Welcome to the 242nd edition of The Java(tm) Specialists' Newsletter, sent to you from rainy Crete. We always get amazed with the first real rain of the season. How dare water fall from the sky? And what is that grey up there? Our olive trees do need a slurp of water to fatten up the fruit for harvesting. Sadly, thanks to gale force winds, a large portion of our crop is now turning into compost. Oh well, maybe next year we can fill our vats again. Until then, rations!
It gives me great pleasure to welcome Burkina Faso to my list of confirmed subscriber countries, bringing the total to 138.
The Java Specialists Slack Team is on fire. Almost 2000 members already, exchanging great ideas, learning new things. We have team members in 22 time zones. This means you can find someone to chat to about Java in real time at any time of day or night. To join, please fill in your details here and you will automagically receive an invite from Slack (but please do check your SPAM folder).
javaspecialists.teachable.com: Please visit our new self-study course catalog to see how you can upskill your Java knowledge.
We had a lot of fun last month. I sent out a concurrency puzzle that had Java experts around the world scratching their heads. So much so, that I also published some helpful hints.
What amazed me about the responses was how many had not bothered to run the code. Instead, they looked it over and clicked "Reply". None of these responses caught the bug that caused it to fail consistently. Worst of all, they missed out on a fantastic learning opportunity.
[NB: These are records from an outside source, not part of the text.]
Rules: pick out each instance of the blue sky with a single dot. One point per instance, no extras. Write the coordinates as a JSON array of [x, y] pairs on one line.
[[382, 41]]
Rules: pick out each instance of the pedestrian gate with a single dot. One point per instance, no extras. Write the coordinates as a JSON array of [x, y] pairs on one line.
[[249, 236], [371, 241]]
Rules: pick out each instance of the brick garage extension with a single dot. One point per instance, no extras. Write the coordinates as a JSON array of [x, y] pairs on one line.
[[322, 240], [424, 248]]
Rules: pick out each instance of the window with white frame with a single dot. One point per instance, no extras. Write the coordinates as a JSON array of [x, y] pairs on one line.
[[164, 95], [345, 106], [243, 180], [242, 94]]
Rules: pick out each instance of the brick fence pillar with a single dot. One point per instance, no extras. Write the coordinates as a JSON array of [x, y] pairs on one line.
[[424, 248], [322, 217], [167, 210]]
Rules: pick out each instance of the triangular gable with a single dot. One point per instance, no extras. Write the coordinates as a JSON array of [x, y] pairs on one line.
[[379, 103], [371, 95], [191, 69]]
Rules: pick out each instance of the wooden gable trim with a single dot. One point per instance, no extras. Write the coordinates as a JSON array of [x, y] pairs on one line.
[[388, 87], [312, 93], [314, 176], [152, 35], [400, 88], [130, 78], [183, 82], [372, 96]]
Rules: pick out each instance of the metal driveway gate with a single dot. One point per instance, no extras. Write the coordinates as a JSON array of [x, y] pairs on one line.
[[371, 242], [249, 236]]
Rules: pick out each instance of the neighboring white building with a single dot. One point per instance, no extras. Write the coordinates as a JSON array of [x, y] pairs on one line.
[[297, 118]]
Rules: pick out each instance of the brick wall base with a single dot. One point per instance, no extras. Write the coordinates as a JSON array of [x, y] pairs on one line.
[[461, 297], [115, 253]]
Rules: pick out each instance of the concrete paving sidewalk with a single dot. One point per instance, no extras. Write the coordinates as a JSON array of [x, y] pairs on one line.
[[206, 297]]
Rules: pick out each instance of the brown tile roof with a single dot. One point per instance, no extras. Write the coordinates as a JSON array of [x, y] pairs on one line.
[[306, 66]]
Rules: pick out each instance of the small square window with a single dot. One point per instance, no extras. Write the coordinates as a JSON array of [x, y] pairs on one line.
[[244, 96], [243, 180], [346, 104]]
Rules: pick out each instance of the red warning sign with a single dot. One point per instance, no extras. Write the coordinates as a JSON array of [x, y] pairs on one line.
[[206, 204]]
When looking for concurrency bugs, the very first step is to try to reproduce it. This can be quite hard. For example, the code that Jack sent me did not fail on my MacBookPro. I had to run it on my 2-4-1 server with older CPUs to cause the bug to appear. Here is a version that has a higher chance of failure, adapted for my friend Stuart Marks:
import java.util.*; public class MyArrayListStuart { private final Object READ_LOCK = new Object(); private final Object WRITE_LOCK = new Object(); private int[] arr = new int[10]; private int size = 0; public int size() { synchronized (READ_LOCK) { return size; } } public int get(int index) { synchronized (READ_LOCK) { rangeCheck(index); return arr[index]; } } public boolean add(int e) { synchronized (WRITE_LOCK) { if (size + 1 > arr.length) arr = Arrays.copyOf(arr, size + 10); arr[size++] = e; return true; } } public int remove(int index) { synchronized (WRITE_LOCK) { rangeCheck(index); int oldValue = arr[index]; int numMoved = size - index - 1; if (numMoved > 0) System.arraycopy(arr, index + 1, arr, index, numMoved); arr[--size] = 0; return oldValue; } } private void rangeCheck(int index) { if (index >= size) throw new IndexOutOfBoundsException( "Index: " + index + ", Size: " + size); } private static volatile boolean goAdd; public static void main(String[] args) { for (int i = 0; i < 100000; i++) { goAdd = false; MyArrayListStuart list = new MyArrayListStuart(); new Thread(new Main(list, true)).start(); new Thread(new Main(list, false)).start(); new Thread(new Main(list, false)).start(); new Thread(new Main(list, false)).start(); } } static class Main implements Runnable { MyArrayListStuart list; boolean update; public Main(MyArrayListStuart list, boolean update) { this.list = list; this.update = update; } @Override public void run() { if (update) { while(!goAdd); goAdd = false; for (int i = 1; i < 1000; i++) { list.add(i); } for (int i = 1; i < 250; i++) { list.remove(7); } } else { // wait until we're certain // index 6 has a value while (list.size() < 7) {goAdd = true;} for (int i = 1; i < 1000; i++) { int x; if ((x = list.get(6)) != 7) { System.out.println(x + " and " + list.size()); } } } } } }
The concurrency bug is easier to manifest with the modified code. We can reproduce it consistently. It is almost impossible to do this with happens-before bugs. Those usually show their ugly faces in production, not in a dinky little test like ours. Visibility bugs usually go wrong and never recover, for example if we have a tight loop reading an unprotected field. In our case the bug is much more basic.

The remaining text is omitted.